A sua primeira tentativa foi vender o rolinho primavera tradicional. No entanto, o custo dos ingredientes importados era proibitivo e os clientes locais preferiam algo que pudessem comer com as mãos enquanto andavam pela feira. O negócio quase faliu nos primeiros três meses.

Hitoshi percebeu que precisava de um 'pulo do gato'. Ele começou a fritar a massa em óleo bem quente e substituiu os temperos orientais por carne moída temperada ao estilo local. Para a massa não murchar, ele adicionou um gole de cachaça barata que encontrou no armazém vizinho.

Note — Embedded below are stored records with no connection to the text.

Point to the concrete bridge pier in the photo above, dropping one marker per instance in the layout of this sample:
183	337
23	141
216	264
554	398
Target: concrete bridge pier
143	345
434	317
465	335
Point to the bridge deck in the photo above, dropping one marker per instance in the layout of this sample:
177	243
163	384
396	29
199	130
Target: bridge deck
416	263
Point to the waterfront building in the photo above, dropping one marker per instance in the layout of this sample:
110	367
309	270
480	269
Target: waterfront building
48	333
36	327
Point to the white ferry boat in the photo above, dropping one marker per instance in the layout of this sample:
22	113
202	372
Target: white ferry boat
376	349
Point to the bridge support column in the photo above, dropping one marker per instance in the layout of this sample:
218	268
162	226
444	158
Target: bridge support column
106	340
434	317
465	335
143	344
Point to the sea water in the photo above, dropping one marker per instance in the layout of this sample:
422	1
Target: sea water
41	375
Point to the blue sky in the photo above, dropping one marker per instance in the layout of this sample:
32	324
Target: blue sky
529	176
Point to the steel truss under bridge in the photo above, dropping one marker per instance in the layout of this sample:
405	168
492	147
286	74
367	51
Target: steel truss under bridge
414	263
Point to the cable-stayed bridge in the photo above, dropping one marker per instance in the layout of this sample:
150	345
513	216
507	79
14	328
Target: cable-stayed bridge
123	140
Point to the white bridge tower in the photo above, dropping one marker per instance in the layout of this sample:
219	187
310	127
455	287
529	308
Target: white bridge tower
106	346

O resultado foi um sucesso imediato na feira de domingo. Em menos de um ano, ele já tinha três carrinhos de pastel. Esta técnica de usar álcool para criar bolhas crocantes tornou-se o padrão ouro do pastel brasileiro, transformando uma crise numa tradição nacional.

Mais discussão

Qual é a diferença entre pastelaria e padaria?

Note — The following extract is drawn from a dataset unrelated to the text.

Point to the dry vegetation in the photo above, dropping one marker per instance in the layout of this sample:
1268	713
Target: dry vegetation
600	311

A padaria foca-se na produção de pães e produtos de fermentação biológica, enquanto a pastelaria dedica-se a massas mais elaboradas, doces e sobremesas finas. Historicamente, estas profissões separaram-se na França para garantir a especialização das técnicas.

O pastel de nata é o mesmo que o pastel de Belém?

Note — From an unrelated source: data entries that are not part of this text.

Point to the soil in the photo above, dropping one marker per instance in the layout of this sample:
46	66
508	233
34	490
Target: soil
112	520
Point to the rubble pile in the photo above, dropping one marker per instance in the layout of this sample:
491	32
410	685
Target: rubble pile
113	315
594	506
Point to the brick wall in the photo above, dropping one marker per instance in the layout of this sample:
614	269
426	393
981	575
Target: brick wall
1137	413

Não exatamente. Pastel de Belém é uma marca registada e a receita original é um segredo guardado desde 1837 pela Fábrica dos Pastéis de Belém. Todos os outros pastéis semelhantes produzidos fora dessa fábrica são tecnicamente chamados de pastéis de nata.

Por que o pastel de feira tem bolhas na massa?

As bolhas são causadas pela adição de álcool (normalmente cachaça) à massa e pela fritura em temperatura elevada. O álcool evapora rapidamente ao entrar em contato com o óleo quente, expandindo a massa e criando a textura estaladiça.

Principais lições

A pastelaria tem raízes em múltiplas civilizações

Começou com o mel no Egito Antigo, foi codificada tecnicamente na França e ganhou alma religiosa em Portugal.

Agora que conhece a história, aproveite para descobrir Qual é o dia da pastelaria? e celebre essa tradição.
O açúcar mudou tudo

A transição do mel para o açúcar de cana permitiu a criação de estruturas de massas muito mais complexas e estáveis.

O Brasil criou um estilo único

O pastel de feira brasileiro é uma adaptação nipo-chinesa da década de 1940, sendo um exemplo raro de pastelaria frita em larga escala.

Impacto econômico relevante

O setor da pastelaria fina na França movimenta mais de 11 bilhões de euros, provando ser um pilar cultural e econômico.

Materiais de Origem

  • [1] Viewfromtheback - Hoje, a França conta com aproximadamente 33.000 pastelarias e padarias artesanais espalhadas pelo seu território, gerando uma receita anual superior a 11 bilhões de euros.
  • [4] Pasteisdebelem - O exemplo mais famoso surgiu em 1837, com a comercialização dos primeiros Pastéis de Belém, originários do Mosteiro dos Jerónimos.